— Приедем сюда, Таня, а?

— Выберем времечко и приедем. Вернее, придем… Мой Курасов тогда будет командовать крупным соединением. — Таня сложила руки на колене, покачивалась, наблюдая пламя. — Он, вопреки законам моря, возьмет меня на свой флагманский корабль. Именно флагманский. Он любит быть флагманом…

— Да-а-а… — неопределенно протянул Букреев.

— Мы будем бродить по берегу, среди вновь отстроенных домов поселка… и никто нас не признает. Никто! Ведь никого сейчас из жителей нет. Как странно! Бьемся, страдаем, защищаем каждый камень, а никого нет. И даже полюбоваться нами некому со стороны.

— Все едино побило бы их, жителей, — сказал Горбань. — Лучше, что нет.

— Да, их бы побило, — задумчиво сказала Таня. — Они меньше нас были бы приспособлены к этой бойне. А мы живем… — Она вскинула волосами, словно стряхивая какие-то ненужные думы. — Вы сегодня веселы особенно, Николай Александрович.

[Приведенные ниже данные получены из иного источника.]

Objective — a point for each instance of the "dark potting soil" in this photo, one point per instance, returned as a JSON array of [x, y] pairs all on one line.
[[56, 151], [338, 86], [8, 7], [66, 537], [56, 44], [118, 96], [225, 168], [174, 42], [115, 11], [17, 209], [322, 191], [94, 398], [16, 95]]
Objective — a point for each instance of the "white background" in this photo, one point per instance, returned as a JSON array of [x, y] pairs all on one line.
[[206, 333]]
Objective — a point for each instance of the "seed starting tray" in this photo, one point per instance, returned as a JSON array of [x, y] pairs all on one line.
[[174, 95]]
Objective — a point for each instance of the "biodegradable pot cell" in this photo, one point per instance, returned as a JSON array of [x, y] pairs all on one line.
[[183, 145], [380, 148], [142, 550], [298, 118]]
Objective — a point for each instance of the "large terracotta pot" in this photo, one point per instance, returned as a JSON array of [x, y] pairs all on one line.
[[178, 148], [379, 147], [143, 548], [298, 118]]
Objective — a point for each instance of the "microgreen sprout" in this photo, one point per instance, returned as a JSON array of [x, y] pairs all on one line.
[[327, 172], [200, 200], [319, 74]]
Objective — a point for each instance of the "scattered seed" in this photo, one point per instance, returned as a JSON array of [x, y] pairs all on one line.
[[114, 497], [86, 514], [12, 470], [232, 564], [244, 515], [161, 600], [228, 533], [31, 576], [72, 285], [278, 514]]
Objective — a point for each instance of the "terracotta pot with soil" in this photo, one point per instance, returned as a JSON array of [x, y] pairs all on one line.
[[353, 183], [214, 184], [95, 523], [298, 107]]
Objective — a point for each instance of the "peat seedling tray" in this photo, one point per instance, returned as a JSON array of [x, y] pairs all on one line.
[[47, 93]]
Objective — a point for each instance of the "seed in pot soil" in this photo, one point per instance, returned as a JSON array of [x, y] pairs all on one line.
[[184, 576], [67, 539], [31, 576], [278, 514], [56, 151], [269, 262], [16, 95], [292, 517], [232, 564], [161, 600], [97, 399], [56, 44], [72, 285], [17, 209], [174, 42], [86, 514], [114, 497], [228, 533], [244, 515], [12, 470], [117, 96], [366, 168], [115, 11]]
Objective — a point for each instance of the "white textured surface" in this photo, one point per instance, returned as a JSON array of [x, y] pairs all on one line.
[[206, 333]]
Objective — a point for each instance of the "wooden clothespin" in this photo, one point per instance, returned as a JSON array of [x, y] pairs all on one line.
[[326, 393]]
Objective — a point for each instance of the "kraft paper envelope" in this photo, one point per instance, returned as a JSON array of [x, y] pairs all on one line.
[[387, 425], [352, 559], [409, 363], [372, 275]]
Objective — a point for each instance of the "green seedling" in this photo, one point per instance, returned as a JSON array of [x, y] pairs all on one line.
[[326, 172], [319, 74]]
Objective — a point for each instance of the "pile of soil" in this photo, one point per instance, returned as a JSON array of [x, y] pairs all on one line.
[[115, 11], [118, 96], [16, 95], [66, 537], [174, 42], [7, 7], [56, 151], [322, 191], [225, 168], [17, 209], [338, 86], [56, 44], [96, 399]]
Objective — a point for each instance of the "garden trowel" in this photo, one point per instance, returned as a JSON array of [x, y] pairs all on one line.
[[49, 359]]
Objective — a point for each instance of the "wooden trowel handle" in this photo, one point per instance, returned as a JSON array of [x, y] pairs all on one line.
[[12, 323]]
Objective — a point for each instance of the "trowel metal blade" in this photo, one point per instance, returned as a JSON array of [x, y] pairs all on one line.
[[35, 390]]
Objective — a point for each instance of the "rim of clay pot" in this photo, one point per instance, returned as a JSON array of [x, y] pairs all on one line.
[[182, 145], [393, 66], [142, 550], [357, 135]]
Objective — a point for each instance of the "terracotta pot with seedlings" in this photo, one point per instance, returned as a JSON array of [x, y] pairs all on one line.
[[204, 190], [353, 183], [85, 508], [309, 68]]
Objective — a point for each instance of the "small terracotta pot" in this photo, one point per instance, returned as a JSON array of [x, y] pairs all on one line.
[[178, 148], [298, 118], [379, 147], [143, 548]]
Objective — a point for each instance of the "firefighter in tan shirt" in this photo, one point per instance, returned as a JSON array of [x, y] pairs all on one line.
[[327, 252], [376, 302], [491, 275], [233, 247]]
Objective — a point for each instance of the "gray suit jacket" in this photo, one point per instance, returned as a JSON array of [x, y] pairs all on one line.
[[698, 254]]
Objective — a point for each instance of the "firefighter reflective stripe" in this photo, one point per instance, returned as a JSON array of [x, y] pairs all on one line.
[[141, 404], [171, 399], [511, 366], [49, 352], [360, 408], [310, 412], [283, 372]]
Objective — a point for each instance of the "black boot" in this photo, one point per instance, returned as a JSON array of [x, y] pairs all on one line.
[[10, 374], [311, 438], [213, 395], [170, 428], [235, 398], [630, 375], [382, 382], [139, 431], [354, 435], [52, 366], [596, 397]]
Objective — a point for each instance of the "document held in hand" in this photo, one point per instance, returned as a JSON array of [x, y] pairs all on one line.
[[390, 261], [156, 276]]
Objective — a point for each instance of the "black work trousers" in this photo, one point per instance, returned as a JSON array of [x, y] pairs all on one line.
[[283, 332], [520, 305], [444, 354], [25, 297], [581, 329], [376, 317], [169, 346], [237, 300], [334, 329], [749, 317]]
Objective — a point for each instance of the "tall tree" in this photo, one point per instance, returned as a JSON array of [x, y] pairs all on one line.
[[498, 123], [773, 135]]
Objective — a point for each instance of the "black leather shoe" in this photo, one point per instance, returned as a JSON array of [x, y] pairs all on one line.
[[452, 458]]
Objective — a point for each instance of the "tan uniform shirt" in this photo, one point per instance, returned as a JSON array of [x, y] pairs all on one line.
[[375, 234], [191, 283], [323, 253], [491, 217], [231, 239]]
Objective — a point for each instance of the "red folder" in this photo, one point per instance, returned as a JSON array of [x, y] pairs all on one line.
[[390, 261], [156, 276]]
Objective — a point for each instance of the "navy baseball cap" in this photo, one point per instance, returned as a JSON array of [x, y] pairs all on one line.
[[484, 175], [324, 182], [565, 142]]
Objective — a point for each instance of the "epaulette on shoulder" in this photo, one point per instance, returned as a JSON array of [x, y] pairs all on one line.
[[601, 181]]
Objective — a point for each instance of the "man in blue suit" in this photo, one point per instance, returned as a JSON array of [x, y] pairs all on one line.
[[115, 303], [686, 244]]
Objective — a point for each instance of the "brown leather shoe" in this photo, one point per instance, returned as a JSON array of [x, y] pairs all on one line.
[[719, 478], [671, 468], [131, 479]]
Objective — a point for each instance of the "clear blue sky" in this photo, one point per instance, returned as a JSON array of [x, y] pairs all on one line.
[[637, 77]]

— Сегодня все удачно получается. Кажется, чепуха — высотка, или, как ее назвал Рыбалко, клятый бугор, а вот взяли ее и, главное, без единой царапины, и приятно. Отобрали все же у них. Нравится мне Рыбалко. Помните наш переход через пролив? И знаете, кто еще мне по душе? Горленко. Сегодня вижу его, начищенного, красивого, уверенного в себе…

— Вы его послали на левый фланг?

— Послал. Там необходим был решительный офицер. Он появился и сразу переломил обстановку.

— Он хороший товарищ. Я ведь знаю его давно. Первый, кто помог мне по-дружески в морской пехоте, это Горленко. Незадолго перед войной он был студентом керамического техникума. Вы же знаете, как хорошо он лепит из глины игрушки. Помню, в Геленджике он мне подарил статуэтку — Будду. Сам вылепил, тонко…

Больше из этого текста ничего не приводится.